Restructuring the European Business Enterprise: The EU Commission Recommendation on a New Approach to Business Failure and Insolvency
Abstract
Two events are currently changing the landscape for business restructurings in the European Union: the “Restructuring Recommendation” (RR) of the European Commission, issued in 2014, and the 2015 recast of the European Insolvency Regulation (EIR). In this paper, we critically review the RR and put it into the context of the reform of the EIR. We find that the recast EIR and the RR do not dovetail perfectly – a restructuring proceeding as proposed by the RR would not necessarily be within the scope of the recast EIR; we also suggest that in any case the EIR is not optimally designed to facilitate restructurings, given its treatment of secured creditors.
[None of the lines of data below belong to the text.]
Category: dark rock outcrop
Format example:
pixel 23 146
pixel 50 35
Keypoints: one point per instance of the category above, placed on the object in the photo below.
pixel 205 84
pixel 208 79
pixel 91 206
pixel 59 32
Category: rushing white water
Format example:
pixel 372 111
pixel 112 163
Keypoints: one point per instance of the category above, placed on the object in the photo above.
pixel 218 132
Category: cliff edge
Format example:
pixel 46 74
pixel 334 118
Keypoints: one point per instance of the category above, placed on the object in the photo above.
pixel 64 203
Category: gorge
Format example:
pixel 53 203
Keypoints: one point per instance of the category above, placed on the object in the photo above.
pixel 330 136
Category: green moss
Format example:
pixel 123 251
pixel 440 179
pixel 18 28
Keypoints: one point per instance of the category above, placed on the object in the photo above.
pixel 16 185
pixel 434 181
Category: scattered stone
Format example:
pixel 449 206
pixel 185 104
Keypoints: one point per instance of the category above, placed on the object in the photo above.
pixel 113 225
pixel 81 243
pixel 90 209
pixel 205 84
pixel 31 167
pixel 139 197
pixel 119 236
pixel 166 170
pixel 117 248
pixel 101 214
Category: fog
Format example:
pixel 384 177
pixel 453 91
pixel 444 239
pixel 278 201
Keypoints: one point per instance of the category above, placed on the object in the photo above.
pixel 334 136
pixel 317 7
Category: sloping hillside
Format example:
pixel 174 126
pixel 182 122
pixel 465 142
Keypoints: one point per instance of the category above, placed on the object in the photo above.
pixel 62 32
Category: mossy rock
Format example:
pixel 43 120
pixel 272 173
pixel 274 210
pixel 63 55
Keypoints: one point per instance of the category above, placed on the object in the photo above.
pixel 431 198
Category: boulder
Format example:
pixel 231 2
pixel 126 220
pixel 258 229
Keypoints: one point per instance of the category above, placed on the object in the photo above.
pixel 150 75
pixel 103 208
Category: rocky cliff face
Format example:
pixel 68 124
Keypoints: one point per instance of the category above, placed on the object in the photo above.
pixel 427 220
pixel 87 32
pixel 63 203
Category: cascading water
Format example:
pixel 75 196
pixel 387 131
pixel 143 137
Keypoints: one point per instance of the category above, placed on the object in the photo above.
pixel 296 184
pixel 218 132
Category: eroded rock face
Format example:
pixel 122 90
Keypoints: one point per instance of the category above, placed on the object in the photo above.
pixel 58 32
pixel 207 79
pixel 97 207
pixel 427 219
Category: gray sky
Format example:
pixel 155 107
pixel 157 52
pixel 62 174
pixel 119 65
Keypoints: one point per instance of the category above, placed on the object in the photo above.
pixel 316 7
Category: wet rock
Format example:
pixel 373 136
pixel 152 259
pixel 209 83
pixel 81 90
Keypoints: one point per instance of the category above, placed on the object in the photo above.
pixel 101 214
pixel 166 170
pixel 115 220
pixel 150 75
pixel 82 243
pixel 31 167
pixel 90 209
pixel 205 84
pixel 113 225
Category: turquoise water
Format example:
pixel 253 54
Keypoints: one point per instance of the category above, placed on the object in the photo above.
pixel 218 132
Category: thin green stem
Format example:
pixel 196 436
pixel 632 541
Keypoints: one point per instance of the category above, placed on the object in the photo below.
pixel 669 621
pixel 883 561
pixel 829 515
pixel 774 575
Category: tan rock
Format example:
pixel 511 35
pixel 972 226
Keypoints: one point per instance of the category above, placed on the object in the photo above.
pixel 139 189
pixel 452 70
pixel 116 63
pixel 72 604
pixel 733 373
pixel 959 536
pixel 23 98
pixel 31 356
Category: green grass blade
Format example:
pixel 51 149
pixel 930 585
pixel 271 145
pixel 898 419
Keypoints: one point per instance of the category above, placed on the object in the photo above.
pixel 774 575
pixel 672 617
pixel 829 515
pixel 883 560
Regarding the regulatory approach pursued in the RR, the Commission rightly pushes towards harmonisation with respect to Member States’ restructuring regimes – regulatory competition is not a sensible regulatory alternative in this area. However, we criticise both the methodology and scope of the harmonisation proposal of the RR: sketchy minimum harmonisation of restructuring rules leaves huge potential for residual diversity in Member States’ restructuring laws, and the Commission’s narrow focus on restructuring proceedings ignores several aspects of the complicated interaction between the Member States’ formal insolvency laws and the restructuring mechanism proposed. Further, we disagree with the substantive recommendations for Member States’ restructuring laws suggested by the RR: the proposed restructuring rules wrongly require financial difficulties or a likelihood of insolvency as an entry test for the recommended restructuring proceeding, and the process might be abused by sophisticated financial investors as a tool to enrich themselves at the expense of outside creditors and/or the debtor firm – it does not foresee the mandatory appointment of a supervisor, and it allows significant curtailments of creditor rights without sufficient safeguards in place. Instead, we propose an efficient debtor-in-possession (DIP) regime as an alternative that could be initiated regardless of a firm’s solvency provided that it is economically viable and that the filing is not abusive.